High pH Lysis Allows Immunoprecipitation of p210BCR-ABL in Primary Chronic Myeloid Leukaemia.

Abstract

Chronic myeloid leukaemia (CML) is a myeloproliferative disorder, which is characterised by the presence of the Philadelphia translocation (Ph) (t (9; 22)). The translocation occurs when parts of the c-ABL gene, located on chromosome 9 fuse with the BCR gene, located on chromosome 22. BCR-ABL fusion results in the production of p210BCR-ABL, a chimeric protein with the molecular weight of 210kda. p210BCR-ABL is located in the cytoplasm and has constitutive protein tyrosine kinase activity. Numerous publications have reported that p210BCR-ABL forms complexes with multiple cytoplasmic proteins which affect several signalling pathways. However this published data exists for cell lines expressing p210BCR-ABL and not for primary CML cells. The lack of information based on primary CML cells is due to the presence of a degradative activity which is released when cells are lysed under standard conditions, destroying p210BCR-ABL rapidly and permanently. This prevents quantification or investigation of proteins co-precipitating with p210BCR-ABL in primary CML cells. The degradative activity can be assayed by co-lysing K562 cells, a Ph+ cell line that does not contain the activity, with primary CML cells. Using this assay we show that the degradative activity found in the primary CML cells destroys the p210BCR-ABL present in the K562 cells. The same assay was used to show that the activity is present in both primary CML and normal mononuclear cells (MNC). Conventional protease inhibitor cocktails have not proven effective in inhibiting this degradative activity. We show here that the degradative activity in primary cells is associated with the cell lysosomes and may be an acid dependent hydrolase. By lysing primary CML cells at pH12 we have shown that the degradative activity can be significantly inhibited thereby allowing us to detect p210BCR-ABL in primary CML cells by western blotting.

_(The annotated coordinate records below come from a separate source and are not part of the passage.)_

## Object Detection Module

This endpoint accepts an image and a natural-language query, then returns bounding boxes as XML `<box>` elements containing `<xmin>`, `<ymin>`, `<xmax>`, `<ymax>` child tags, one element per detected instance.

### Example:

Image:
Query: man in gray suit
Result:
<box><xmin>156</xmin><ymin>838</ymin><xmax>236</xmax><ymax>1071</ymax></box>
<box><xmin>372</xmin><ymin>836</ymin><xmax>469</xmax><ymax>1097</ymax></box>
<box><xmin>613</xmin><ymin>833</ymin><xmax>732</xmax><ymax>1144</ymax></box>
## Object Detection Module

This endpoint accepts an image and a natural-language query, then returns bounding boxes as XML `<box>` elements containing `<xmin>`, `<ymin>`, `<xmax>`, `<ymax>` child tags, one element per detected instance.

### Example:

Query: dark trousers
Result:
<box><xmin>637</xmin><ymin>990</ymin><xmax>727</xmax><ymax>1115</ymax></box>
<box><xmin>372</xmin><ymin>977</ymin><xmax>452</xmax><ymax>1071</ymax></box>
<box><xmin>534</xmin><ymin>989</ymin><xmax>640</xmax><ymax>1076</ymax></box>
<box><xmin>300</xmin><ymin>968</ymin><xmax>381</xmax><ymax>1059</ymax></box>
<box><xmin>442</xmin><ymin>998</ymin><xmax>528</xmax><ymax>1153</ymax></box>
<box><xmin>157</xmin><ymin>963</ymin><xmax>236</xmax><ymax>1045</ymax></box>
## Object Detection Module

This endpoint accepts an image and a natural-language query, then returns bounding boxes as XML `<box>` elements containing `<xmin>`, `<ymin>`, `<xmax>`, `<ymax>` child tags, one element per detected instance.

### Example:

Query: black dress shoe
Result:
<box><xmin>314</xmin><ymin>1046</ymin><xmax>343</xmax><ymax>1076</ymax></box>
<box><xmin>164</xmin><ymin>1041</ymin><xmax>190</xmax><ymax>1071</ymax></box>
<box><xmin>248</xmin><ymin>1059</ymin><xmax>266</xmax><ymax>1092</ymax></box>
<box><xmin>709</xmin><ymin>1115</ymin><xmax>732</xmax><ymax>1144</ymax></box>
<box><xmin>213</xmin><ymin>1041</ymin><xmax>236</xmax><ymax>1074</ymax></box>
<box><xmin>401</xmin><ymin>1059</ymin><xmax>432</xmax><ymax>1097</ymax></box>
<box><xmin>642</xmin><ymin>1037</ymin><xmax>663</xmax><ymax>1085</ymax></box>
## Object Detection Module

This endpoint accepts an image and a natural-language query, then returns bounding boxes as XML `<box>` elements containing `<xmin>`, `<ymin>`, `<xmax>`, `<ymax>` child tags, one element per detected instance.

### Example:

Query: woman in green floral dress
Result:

Furthermore, p210BCR-ABL can be immunoprecipitated from primary CML cells when cells are lysed at high pH; however immunoprecipitation is more effective when the pH of lysate is reduced to pH8. We demonstrate that the alterations in pH during the immunoprecipitation procedure do not disrupt the co-immunoprecipitation of p210BCR-ABL-Cbl and Crkl - Cbl associations. Thus, this method is capable of confirming or refuting in primary cells the molecular associations that have been demonstrated in CML cell lines.